WILL FOREX CARTEL ESCAPE?
The jurisdiction of South Africa’s competition authorities is being questioned by some of the banks implicated in an alleged foreign exchange cartel.
The Competition Commission this week filed additional papers to the Competition Tribunal, making its argument for why banks with no presence in South Africa can be prosecuted locally.
This issue will most likely be the first thing argued before the tribunal later this year, potentially letting more than half the banks implicated in the alleged currency trading cartel off the hook.
Some of the banks raised the issue at a prehearing at the tribunal on March 10.
The jurisdiction argument splits the banks into two groups – the eight that actually have offices in South Africa and are registered as authorised dealers by the finance minister, and the 10 that are wholly foreign, but trade the rand from New York and London.
In the new affidavit, the commission’s inspector Mfundo Ngobese said that the first group conducted their alleged collusion from within South Africa.
The rest may not have done anything in South Africa, but “their conduct had an effect within the country in that they manipulated the value of the rand”.
Sipho Ngwema, spokesperson for the commission, said: “The commission has made its case for jurisdiction. The ball is now in the banks’ court.”
Even if the collusion did not involve any South African clients, the commission still believes it has jurisdiction.
Ngwema told City Press that there were precedents where foreign companies had been prosecuted by local competition authorities.
“The test is not that a firm is in South Africa, but whether the conduct of the firm has an effect in South Africa. It doesn’t matter whether the effect is positive or negative,” he said.
“As long as it involves the currency of the Republic of South Africa, [we have jurisdiction].
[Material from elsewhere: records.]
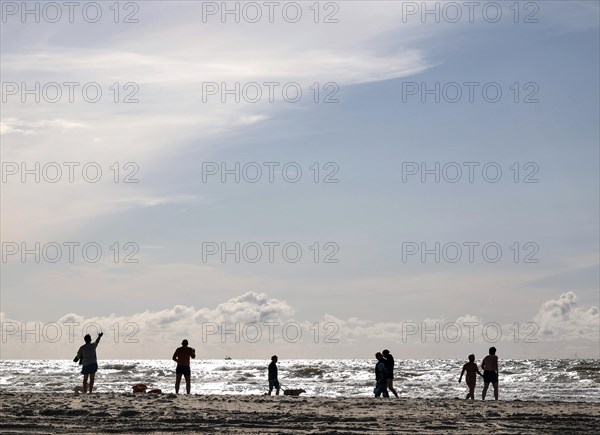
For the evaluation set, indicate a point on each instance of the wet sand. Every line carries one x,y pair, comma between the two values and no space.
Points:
46,413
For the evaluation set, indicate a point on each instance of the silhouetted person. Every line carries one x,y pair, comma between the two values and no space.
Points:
273,381
86,355
490,373
380,376
389,365
472,371
182,356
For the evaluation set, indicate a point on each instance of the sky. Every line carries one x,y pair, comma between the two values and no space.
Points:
312,179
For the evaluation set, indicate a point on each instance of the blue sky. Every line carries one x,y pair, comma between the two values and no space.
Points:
371,55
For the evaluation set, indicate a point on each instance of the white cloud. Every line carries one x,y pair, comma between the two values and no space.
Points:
233,325
564,319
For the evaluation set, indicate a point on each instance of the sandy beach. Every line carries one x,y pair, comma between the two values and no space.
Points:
45,413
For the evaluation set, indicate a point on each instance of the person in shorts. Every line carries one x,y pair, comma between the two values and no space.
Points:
490,373
389,365
182,357
273,380
380,376
472,371
86,356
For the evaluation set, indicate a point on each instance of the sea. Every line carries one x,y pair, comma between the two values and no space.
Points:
568,380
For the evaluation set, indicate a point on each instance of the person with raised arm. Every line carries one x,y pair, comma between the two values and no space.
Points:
86,356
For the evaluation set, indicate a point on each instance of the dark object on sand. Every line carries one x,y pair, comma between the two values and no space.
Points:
293,392
139,388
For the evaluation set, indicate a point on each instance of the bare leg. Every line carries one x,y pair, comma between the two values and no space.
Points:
391,387
471,393
85,383
484,392
92,377
188,384
177,382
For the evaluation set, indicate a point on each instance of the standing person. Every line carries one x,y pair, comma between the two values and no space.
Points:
273,381
389,365
86,355
380,376
472,371
490,373
182,358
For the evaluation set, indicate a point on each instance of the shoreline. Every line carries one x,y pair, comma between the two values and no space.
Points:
43,413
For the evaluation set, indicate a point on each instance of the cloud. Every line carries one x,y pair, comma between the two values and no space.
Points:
252,324
564,319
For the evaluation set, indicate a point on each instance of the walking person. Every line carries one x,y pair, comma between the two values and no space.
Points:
86,355
472,371
380,376
182,357
273,379
490,373
389,365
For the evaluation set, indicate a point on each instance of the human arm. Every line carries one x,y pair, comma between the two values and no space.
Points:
78,356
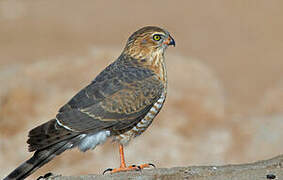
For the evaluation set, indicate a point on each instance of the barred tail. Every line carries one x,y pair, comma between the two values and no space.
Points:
39,158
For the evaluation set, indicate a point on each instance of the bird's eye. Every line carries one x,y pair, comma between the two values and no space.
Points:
156,37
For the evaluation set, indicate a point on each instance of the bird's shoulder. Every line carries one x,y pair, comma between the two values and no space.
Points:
119,77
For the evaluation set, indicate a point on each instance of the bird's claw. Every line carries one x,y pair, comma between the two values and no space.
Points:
109,169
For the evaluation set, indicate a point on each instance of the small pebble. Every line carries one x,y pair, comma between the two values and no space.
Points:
270,176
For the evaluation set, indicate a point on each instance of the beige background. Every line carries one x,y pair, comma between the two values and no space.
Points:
225,101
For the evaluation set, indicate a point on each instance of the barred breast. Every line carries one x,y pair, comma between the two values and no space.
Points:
143,124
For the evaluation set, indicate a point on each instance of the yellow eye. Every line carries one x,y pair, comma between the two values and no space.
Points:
156,37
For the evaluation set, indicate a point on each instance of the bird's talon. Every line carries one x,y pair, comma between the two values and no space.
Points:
47,175
109,169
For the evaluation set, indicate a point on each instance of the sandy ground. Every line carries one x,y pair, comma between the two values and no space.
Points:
225,78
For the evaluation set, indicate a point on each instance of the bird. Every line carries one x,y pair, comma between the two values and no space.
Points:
120,103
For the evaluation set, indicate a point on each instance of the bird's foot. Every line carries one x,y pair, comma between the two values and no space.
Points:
129,168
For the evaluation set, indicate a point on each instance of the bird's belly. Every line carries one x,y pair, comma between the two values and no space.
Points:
139,128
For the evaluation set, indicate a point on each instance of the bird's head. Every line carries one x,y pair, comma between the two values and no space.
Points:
148,41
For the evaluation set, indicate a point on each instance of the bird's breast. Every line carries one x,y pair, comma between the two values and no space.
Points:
139,128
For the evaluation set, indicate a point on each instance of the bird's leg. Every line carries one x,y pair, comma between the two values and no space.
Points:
122,156
123,166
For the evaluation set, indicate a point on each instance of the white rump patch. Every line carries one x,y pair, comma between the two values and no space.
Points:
90,141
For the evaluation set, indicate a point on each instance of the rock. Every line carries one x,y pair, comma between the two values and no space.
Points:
267,169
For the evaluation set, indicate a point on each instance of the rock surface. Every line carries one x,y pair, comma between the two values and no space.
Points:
267,169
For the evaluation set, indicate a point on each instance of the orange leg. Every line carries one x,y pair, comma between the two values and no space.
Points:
123,166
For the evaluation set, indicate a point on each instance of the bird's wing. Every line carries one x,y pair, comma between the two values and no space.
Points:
117,99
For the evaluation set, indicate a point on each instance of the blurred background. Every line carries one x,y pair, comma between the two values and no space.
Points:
225,99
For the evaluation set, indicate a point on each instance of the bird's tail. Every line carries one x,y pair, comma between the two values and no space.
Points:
39,158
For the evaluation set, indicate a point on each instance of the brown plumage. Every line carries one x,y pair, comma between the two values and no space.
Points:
121,102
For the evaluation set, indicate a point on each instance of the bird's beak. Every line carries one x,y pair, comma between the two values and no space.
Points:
169,41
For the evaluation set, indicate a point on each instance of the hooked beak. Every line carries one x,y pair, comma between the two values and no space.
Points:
169,41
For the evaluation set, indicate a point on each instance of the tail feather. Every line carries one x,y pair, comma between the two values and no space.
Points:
39,158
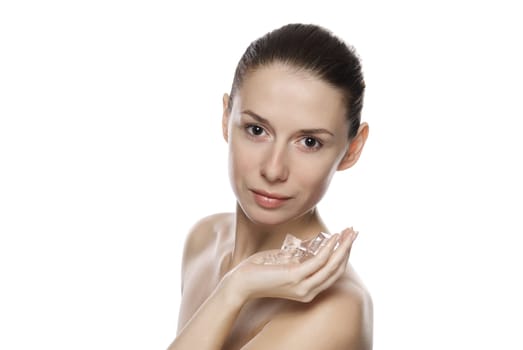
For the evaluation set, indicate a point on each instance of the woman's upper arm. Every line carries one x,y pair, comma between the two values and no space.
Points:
341,322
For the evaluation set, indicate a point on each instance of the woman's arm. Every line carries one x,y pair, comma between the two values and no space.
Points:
211,324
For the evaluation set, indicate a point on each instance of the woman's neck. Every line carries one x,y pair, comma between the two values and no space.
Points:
251,237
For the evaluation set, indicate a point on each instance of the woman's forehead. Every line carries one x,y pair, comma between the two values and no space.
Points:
279,91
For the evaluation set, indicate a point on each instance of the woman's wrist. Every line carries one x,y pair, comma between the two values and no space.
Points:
233,290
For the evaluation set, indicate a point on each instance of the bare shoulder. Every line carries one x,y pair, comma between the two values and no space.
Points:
341,317
203,230
203,235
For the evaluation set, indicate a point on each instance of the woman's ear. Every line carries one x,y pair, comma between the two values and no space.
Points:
225,117
355,147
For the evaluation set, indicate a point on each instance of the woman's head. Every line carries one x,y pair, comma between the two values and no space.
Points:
312,49
292,121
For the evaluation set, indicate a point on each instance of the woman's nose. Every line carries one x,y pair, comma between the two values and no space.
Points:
275,167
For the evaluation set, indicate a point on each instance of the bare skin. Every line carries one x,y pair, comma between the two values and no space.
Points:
208,259
287,136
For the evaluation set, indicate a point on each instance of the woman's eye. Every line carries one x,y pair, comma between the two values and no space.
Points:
311,142
255,130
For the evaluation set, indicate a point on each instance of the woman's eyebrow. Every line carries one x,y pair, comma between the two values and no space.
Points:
302,131
256,116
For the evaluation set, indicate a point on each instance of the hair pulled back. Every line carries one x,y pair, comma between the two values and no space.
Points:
313,49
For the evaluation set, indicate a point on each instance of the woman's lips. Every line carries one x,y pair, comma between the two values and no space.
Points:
269,200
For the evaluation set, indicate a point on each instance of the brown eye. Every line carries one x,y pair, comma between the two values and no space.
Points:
255,130
310,142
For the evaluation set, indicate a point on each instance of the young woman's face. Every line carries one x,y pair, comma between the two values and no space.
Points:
287,135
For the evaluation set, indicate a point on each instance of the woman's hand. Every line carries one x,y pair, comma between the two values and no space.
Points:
295,281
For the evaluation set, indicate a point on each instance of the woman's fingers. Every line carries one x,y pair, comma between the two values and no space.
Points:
335,266
315,263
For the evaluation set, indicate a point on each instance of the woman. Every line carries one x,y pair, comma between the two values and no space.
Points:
292,120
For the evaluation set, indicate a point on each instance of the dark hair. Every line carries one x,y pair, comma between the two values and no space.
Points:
314,49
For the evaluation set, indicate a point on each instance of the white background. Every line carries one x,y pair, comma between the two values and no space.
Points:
110,149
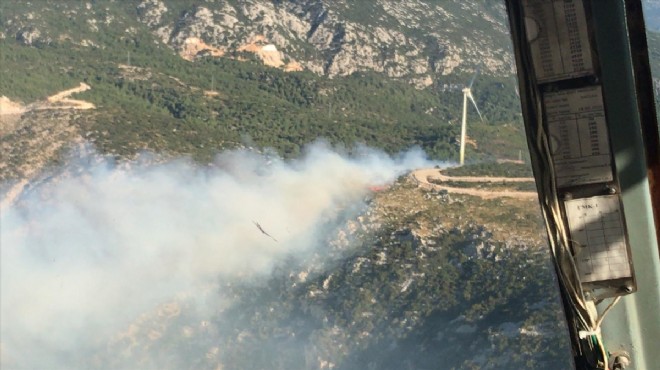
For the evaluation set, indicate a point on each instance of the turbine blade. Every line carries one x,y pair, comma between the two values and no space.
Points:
475,105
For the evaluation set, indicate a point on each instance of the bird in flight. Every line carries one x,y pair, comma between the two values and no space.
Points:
262,230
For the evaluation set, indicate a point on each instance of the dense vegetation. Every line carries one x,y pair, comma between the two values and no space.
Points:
459,299
161,102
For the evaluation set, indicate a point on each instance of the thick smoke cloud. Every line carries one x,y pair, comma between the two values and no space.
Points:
88,250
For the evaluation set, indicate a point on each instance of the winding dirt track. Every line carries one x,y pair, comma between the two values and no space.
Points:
424,176
61,100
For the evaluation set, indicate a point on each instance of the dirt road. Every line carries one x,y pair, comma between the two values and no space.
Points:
423,177
61,100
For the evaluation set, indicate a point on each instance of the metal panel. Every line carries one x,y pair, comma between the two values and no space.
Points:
634,324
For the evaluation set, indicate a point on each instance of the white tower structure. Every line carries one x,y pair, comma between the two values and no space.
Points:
467,94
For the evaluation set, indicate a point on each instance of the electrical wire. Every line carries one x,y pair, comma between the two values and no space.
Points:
580,309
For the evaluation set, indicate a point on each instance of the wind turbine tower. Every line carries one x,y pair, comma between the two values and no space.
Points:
467,94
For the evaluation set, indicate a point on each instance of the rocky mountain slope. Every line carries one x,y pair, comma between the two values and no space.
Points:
416,40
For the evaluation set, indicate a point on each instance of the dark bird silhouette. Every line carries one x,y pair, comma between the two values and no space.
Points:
263,231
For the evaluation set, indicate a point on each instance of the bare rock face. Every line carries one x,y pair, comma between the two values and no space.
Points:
414,40
419,41
31,37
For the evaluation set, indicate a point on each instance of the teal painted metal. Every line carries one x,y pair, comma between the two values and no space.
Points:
634,324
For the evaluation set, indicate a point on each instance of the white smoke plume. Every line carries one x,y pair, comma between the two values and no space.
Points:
86,252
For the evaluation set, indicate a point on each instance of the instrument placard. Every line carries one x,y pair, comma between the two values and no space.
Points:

“If they dispute it, they should indicate their basis for such a dispute. If necessary, both the commission and the banks may have to produce evidence to support their respective positions,” Ngwema said.
In February, Competition Commissioner Tembinkosi Bonakele said in Parliament that it would require a “far more detailed study” to establish how the collusion between currency traders affected South Africans.
Legally speaking, the effect does not need to be quantified to find banks guilty of collusion.
This reasoning around jurisdiction will most likely also become key to whatever fines, if any, ultimately get levied.
The Competition Act allows fines of up to 10% of revenue made in South Africa.
The recent settlement fine agreed to by Citibank in the currency case amounted to 4% of its South African revenue in 2015 (about R70 million), but not revenue specifically linked to its currency trading operation.
The wholly foreign banks challenging the jurisdiction of the tribunal could argue that they had no revenue in South Africa.
Asked on which revenue basis the commission would try to get fines imposed, Ngwema said that “this will be on a case-bycase basis”.
“In the main, the revenue generated from trading with the rand will be the starting point,” he said.